New $67,000 contract between ICPD and the UI Public Policy Center to analyze racial profiling in traffic stops

ICPD collects data on traffic stops and is now utilizing the UI Public Policy Center to research racial disparities and profiling.


Alex Snyder

The Oracles of Iowa City Mural at the Old Capitol Parking Ramp in Iowa City on Tuesday, April 25, 2023.

Jack Moore, News Reporter

The Iowa City Department of Public Safety and the University of Iowa Public Policy Center are taking a closer look at racial disparities during traffic stops conducted by local law enforcement.

The police department and the UI entered a $67,000 contract following Iowa City City Council approval April 25 to analyze traffic stops with data collected since 2006.

The UI will study the demographics of people pulled over with the intent to help reduce racial profiling at traffic stops.

ICPD started collecting data on traffic stops in 1999 and continued research into racial disparities during traffic stops in 2006 after entering into a contract with Chris Barnum, the director of the Master of Science in Criminal Justice program and professor at St.

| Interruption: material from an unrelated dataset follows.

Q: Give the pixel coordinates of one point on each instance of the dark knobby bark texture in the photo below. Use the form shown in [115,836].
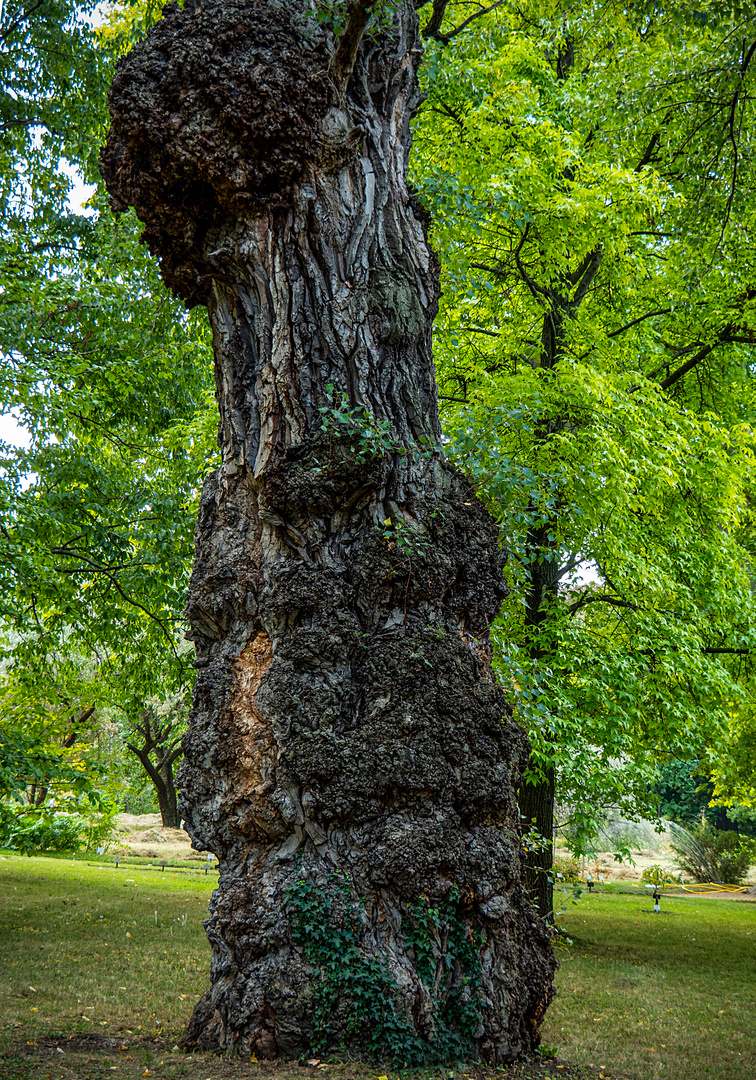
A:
[347,758]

Ambrose University.

ICPD worked with Barnum from 2006 until 2020, with the last report published in 2021. ICPD Police Chief Dustin Liston said Barnum broke the city into smaller areas and sent researchers out to collect traffic counts to determine the racial makeup of drivers.

Liston said this approach gave a more holistic data set compared to census data that may not accurately reflect who is on the road. Liston said the transition from Barnum to the UI is because of proximity and new research methods.

“St. Ambrose is obviously not in Iowa City, but the University of Iowa is, so we thought it was a good opportunity to team with them, and I think it’s going to be a more robust study,” Liston said.

The contract with the UI Public Policy Center will last one year and will be evaluated after the time is allotted. One of the Public Policy Center’s core missions is to stay engaged with the local community, practitioners, and policymakers through policy research.

RELATED: ICPD, UI seeks approval to study racial disparities for traffic stops

Ethan Rogers, UI Public Policy Center assistant research scientist, said the new study will differ from previous data collection. Rogers and Public Policy Center Interim Director Mark Berg will lead the study.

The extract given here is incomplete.